Latest Program: Yovie Widianto: Kreativitas cara paling relevan merawat warisan budaya
Yovie Widianto: Kreativitas Paling Efektif untuk Melestarikan Budaya
Di Makassar, Yovie Widianto, yang menjabat sebagai Staf Khusus Presiden di bidang Ekonomi Kreatif, menegaskan bahwa kreativitas adalah metode utama dalam menjaga keberlanjutan warisan budaya. Ia menghadiri kuliah umum di Universitas Hasanuddin (Unhas) pada Kamis, menjelaskan bahwa tradisi budaya harus dipertahankan tetapi diadaptasi dengan pendekatan inovatif yang relevan dengan tuntutan masa kini.

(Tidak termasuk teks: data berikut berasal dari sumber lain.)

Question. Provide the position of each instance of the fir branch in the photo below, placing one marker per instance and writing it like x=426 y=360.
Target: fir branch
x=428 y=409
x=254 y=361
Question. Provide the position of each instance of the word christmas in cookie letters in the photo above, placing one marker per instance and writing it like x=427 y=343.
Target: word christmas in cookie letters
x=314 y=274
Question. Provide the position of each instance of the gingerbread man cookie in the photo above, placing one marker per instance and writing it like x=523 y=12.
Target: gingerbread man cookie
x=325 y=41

Transformasi Budaya melalui Kreativitas
Menurut Yovie, pengembangan inovasi yang mengakar pada tradisi lokal merupakan faktor penting. Ia membandingkannya dengan proses merekonstruksi karya tradisional menjadi bentuk yang lebih modern dan sesuai konteks. Pendekatan ini, katanya, memastikan budaya tetap hidup sekaligus mampu bersaing di tingkat global.

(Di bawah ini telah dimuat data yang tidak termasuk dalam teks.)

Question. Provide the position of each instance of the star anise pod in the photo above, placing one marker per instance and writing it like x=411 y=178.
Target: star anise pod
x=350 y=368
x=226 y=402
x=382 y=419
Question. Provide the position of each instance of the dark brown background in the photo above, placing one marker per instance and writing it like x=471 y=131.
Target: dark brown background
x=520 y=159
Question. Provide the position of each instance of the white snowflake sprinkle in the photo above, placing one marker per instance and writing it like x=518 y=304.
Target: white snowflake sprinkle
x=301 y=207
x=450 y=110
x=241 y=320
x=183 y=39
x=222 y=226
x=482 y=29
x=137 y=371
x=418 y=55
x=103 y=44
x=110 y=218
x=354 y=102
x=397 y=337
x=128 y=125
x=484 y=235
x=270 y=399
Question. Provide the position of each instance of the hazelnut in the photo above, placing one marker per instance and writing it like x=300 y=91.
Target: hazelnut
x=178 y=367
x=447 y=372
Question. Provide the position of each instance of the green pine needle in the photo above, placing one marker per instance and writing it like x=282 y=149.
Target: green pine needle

“Teknologi menjadi wadah baru bagi ekspresi budaya Indonesia. Dengan strategi branding, storytelling, dan distribusi digital, nilai-nilai lokal mampu melebihi batas geografis dan menembus pasar internasional,” kata Yovie dalam acara bertema “Creative Generation: Turning Ideas, Culture, and Creativity into Global IP”.

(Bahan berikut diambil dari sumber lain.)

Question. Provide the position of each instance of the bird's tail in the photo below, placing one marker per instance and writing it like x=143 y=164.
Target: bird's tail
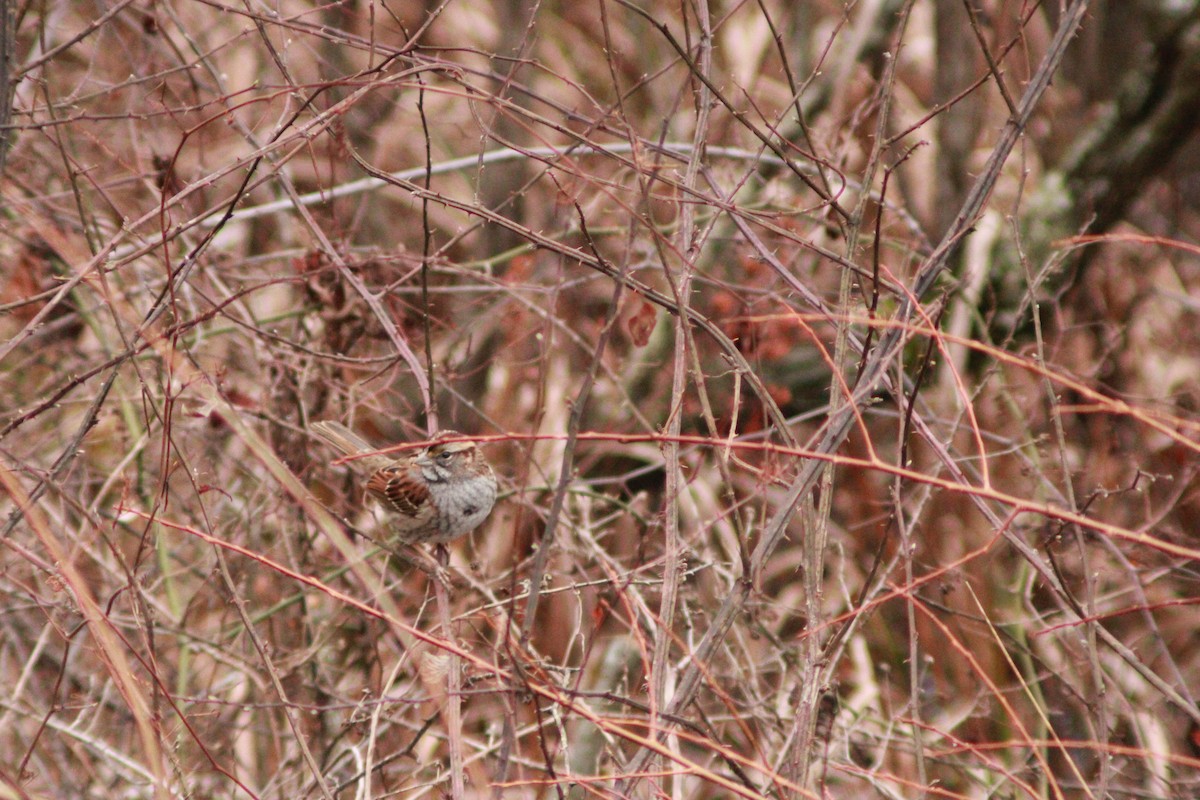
x=348 y=443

Meski demikian, Yovie mengakui tantangan dari kecerdasan buatan (AI) yang mengubah paradigma kreativitas. Ia menyebut contoh di sektor musik, di mana AI bisa menghasilkan karya dalam menit, memicu pertanyaan tentang peran manusia dalam proses kreatif. Fenomena tersebut, menurutnya, tidak hanya berkaitan dengan efisiensi, tetapi juga menyentuh aspek eksistensial.
Dalam kesempatan yang sama, Rektor Unhas Prof Dr Jamaluddin Jompa menyoroti potensi luar biasa mahasiswa Unhas dalam hal kreativitas. Tidak hanya menghasilkan karya, mereka juga mampu menggali makna yang lebih mendalam di balik setiap proses kreatif. “Mereka mampu menarasikan hal-hal yang lebih indah dalam setiap karya yang dihasilkan. Melalui kekompakan, Unhas siap berperan serta membangun bangsa. Dari Unhas, kita menavigasi dunia,” ujarnya.